Chinese ambassador to UK Liu Xiaoming to be replaced by vice foreign minister

蘋果日報 2020/12/28 16:59


Chinese ambassador to Britain Liu Xiaoming is stepping down after being in office for 10 years. His successor Zheng Zeguang, Beijing’s current vice minister of foreign affairs, will need to handle the consequences of the new U.K. policy, which allows Hong Kong citizens with British national (overseas) passports to work and study in the country, The Guardian reports.
The retirement of the 64-year-old envoy was confirmed by Tam Yiu-chung, Hong Kong’s sole delegate to the National People’s Congress Standing Committee, on Monday.
57-year-old Zhang from Puning of Guangdong joined the foreign ministry upon graduation from the foreign language department of South China Normal University. He studied at Cardiff University, before being sent to Trinidad and Tobago and the U.S. He became a minister at the Chinese Embassy in the U.S. in 2005 and director-general of the North America and Oceania department in 2008. He was appointed the foreign vice-minister in 2015.
An expert on American affairs, the Chinese diplomat was once tipped to be the successor of Cui Tiankai, the Chinese ambassador to the U.S. After the White House imposed sanctions on 14 Chinese officials over their alleged roles in Beijing’s disqualification of opposition lawmakers in Hong Kong, Zheng has summoned diplomats from the U.S. embassy in China to express strong condemnations and accused America of interfering in its domestic affairs.
Liu has been ambassador for a decade, far longer than the usual four-year stint, during which he witnessed the rapid decline in Chinese-British diplomatic relations. Considered a wolf warrior, Liu has aggressively responded on behalf of Beijing to criticisms from different parties in the U.K.
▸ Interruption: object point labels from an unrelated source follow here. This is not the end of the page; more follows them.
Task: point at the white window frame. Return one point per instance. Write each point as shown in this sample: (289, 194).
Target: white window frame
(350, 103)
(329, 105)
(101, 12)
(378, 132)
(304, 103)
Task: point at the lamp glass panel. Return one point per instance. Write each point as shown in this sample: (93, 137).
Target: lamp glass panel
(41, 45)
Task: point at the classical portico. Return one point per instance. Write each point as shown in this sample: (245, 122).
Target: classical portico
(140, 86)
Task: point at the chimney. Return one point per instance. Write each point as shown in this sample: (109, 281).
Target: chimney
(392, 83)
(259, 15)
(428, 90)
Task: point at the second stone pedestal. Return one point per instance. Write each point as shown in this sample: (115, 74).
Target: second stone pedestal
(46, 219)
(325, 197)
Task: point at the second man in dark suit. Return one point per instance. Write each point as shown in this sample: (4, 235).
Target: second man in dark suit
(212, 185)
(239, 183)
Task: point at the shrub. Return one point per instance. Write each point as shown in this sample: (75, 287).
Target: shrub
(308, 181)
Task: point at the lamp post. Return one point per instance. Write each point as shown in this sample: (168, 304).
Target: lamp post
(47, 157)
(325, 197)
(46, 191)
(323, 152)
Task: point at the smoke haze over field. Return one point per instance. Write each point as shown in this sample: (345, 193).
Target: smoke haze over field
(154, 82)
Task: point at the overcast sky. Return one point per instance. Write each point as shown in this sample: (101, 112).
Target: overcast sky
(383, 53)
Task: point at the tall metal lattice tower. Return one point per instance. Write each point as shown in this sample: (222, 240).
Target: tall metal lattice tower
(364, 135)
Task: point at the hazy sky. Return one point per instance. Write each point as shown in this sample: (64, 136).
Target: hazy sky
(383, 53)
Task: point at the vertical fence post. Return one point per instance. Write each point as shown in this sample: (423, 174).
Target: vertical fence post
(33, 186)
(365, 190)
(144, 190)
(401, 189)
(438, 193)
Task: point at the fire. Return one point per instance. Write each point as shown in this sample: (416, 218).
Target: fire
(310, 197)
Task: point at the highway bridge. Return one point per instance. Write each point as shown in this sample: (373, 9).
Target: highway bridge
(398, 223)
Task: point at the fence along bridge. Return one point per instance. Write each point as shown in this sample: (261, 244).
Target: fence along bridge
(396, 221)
“But if you want to make China a hostile country, you will have to bear the consequences,” he told reporters after Prime Minister Boris Johnson’s administration banned the Chinese firm Huawei from its 5G networks.
In a tense interview with BBC’s Andrew Marr, Liu denied the human rights abuses of Uighurs in Xinjiang, even when confronted with drone footage that showed them kneeling on the floor with their eyes blindfolded. “Uighur people enjoy peaceful, harmonious coexistence with other ethnic groups of people,” he said.
Liu has also repeatedly lambasted the U.K. government over “irresponsible remarks” on Hong Kong affairs.